I recently wrote an exhaustive article on the Steps to Creating a Tea Party Menu and confessed that despite loving Tea Parties, I don’t relish time in the kitchen. Currently, I am sharing the process of planning for my August Tea Party Event. The day to plan the menu is upon me. With high standards and a limited budget, I am determined to find The Lazy Baker’s Way to Plan a Tea Party Menu.

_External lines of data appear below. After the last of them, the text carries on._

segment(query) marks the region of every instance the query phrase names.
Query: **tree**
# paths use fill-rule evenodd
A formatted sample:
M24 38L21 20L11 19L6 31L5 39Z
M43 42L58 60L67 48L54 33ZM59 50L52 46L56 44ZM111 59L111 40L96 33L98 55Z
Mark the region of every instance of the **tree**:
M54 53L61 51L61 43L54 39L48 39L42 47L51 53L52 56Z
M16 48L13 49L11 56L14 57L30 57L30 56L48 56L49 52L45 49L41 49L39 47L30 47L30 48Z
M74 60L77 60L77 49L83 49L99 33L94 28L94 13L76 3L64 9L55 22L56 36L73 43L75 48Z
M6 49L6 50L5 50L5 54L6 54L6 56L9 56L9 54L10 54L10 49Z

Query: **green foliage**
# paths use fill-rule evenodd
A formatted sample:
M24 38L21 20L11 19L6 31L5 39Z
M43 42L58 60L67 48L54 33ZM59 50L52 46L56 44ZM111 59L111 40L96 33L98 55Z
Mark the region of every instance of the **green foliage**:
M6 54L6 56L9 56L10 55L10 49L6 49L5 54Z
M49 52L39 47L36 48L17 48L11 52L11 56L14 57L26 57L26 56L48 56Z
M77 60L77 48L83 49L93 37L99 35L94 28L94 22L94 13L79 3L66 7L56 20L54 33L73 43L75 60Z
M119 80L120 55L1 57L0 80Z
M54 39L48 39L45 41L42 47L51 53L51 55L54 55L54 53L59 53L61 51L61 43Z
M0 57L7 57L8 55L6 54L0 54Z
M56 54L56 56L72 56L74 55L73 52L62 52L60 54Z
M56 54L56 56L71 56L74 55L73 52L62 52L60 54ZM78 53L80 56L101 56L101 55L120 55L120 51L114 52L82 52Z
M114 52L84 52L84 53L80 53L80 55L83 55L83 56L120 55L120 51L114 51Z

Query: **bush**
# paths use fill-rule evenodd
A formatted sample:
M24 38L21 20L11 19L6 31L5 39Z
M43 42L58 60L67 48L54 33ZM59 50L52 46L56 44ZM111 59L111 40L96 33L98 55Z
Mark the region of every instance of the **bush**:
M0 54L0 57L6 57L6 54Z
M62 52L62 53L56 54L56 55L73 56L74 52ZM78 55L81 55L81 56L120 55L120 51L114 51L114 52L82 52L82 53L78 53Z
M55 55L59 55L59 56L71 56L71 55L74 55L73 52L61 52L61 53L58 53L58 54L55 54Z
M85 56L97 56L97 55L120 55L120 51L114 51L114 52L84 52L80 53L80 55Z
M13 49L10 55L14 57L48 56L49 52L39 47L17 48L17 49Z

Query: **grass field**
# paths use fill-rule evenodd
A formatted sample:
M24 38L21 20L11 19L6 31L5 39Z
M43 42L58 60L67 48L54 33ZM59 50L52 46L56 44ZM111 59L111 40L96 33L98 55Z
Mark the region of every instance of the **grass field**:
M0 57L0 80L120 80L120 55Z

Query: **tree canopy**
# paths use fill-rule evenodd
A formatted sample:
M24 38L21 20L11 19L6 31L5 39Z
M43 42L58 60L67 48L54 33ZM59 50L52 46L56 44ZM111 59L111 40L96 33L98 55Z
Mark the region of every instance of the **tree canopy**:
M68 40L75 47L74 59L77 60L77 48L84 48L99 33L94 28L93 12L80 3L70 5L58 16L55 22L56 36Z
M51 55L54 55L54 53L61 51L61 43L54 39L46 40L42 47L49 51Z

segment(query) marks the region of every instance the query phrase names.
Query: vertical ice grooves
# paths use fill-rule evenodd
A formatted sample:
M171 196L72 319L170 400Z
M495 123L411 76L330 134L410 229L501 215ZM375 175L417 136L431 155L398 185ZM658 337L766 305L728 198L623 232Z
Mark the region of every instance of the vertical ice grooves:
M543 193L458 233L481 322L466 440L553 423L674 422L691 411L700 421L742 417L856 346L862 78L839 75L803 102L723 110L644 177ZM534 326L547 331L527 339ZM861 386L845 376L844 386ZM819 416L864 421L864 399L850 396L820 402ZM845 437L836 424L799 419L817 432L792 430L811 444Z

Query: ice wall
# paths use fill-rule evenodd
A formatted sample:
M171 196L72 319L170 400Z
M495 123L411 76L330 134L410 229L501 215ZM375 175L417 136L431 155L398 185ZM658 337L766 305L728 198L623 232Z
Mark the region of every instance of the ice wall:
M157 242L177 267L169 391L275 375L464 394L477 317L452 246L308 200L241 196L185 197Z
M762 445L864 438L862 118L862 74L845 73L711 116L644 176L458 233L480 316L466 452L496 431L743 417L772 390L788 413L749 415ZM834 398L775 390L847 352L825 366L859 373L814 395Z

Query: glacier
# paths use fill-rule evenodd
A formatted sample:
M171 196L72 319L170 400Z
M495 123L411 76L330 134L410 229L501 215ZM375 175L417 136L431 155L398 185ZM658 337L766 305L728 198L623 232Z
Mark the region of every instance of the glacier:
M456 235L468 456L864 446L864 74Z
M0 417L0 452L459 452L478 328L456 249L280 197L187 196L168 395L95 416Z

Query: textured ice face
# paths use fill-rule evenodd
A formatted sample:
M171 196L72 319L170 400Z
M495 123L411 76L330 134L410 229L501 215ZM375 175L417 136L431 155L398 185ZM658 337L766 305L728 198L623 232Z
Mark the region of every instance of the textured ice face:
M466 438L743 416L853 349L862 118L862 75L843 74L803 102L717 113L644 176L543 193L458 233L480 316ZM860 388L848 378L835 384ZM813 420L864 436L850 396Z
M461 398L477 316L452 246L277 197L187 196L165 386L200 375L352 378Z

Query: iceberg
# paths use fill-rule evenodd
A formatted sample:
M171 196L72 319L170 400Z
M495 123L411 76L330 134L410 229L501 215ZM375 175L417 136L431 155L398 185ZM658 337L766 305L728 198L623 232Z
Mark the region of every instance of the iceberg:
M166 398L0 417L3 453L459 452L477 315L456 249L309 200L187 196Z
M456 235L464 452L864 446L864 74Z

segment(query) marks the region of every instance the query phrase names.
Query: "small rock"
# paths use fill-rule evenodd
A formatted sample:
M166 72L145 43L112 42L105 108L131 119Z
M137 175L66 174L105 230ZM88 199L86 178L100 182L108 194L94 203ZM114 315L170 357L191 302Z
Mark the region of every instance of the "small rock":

Using my own suggestions, here’s my plan:

  1. Serve a cold summer fruit-based soup. A local deli makes wonderful cold soup in the summer. I will call them to find out how much a family-sized soup costs and what they will offer during that weekend.
  2. Serve a corn, tomato, pepper and basil-based salad. I will make this myself. Summer produce abounds and is relatively inexpensive. Almost everyone loves these flavors and it will be colorful. I can make it ahead of time and dress it at the last minute.
  3. Omit the quiche. The party is at 2:3o so it’s not a mealtime, decent quiche is expensive, and I don’t relish making it or eating it.
  4. Put my energy into the sandwiches. These are difficult to delegate. My husband can help me. One of the sandwiches will be on the square, thin, bread I can buy at the grocery store deli. I can roll it up and cut it into pinwheels. My three sandwiches will be:
    1. Open-face traditional cucumber (they’re in season!) and butter on white bread cut with my teapot cookie cutter and garnished with edible violet flowers.
    2. Turkey Salad with Dried Blueberries on whole-grain bread
    3. Dijon Pesto Tea Pinwheel Sandwiches-a recipe from a nationally famous local tearoom
  5. Ask a local bakery (a new Safeway Lifestyles store) to make the scones, some bite-sized fruit tarts, and either petit fours or mini cupcakes. This is where I am willing to spend some money and compromise my love of all-natural food. It will save me so much time and emotional energy, it will be worth it. I will also serve jarred lemon curd and creme fraiche from Trader Joe’s.
  6. Buy some semi-decent chocolates at Trader Joe’s (I love Trader Joe’s-do you have one where you live?) to fill out the dessert-tier. Not the best season (the best time to buy chocolate at TJ’s is around the holidays), but my choco-holic friends won’t care and the price is right.
  7. Garnish with in-season green purple grapes. They’re heavy on the neighbor’s vines and the children will enjoy picking them.
  8. Pre-make Grasshopper ice cream sundaes~a recipe from a recent issue of Every Day with Rachel Ray. I will serve it as the last course on a day that will most likely be warm. But I will need to find an alternate serving vessel as much as I love the stainless steel martini glass in the mag pic.
  9. Make peach-iced tea and a Ceylon hot tea. I would rather serve Darjeeling because it goes with more of what I’m serving, but I don’t currently have one in stock. I might as well use one of the many others I do to avoid another way to spend money.
  10. Save enough money for a decent bottle of wine. This group of girls don’t drink, but Plays with Fire and I will enjoy sharing a bottle of Riesling on the back deck when it’s all over.

So what does this mean for this lazy baker exactly?

  • Make the salad
  • Make the sandwiches
  • Make the sundaes
  • Buy and Assemble the resst

Tomorrow I will post my shopping list to make sure it is reasonable and within the budget. What do you all think? Am I on the right track?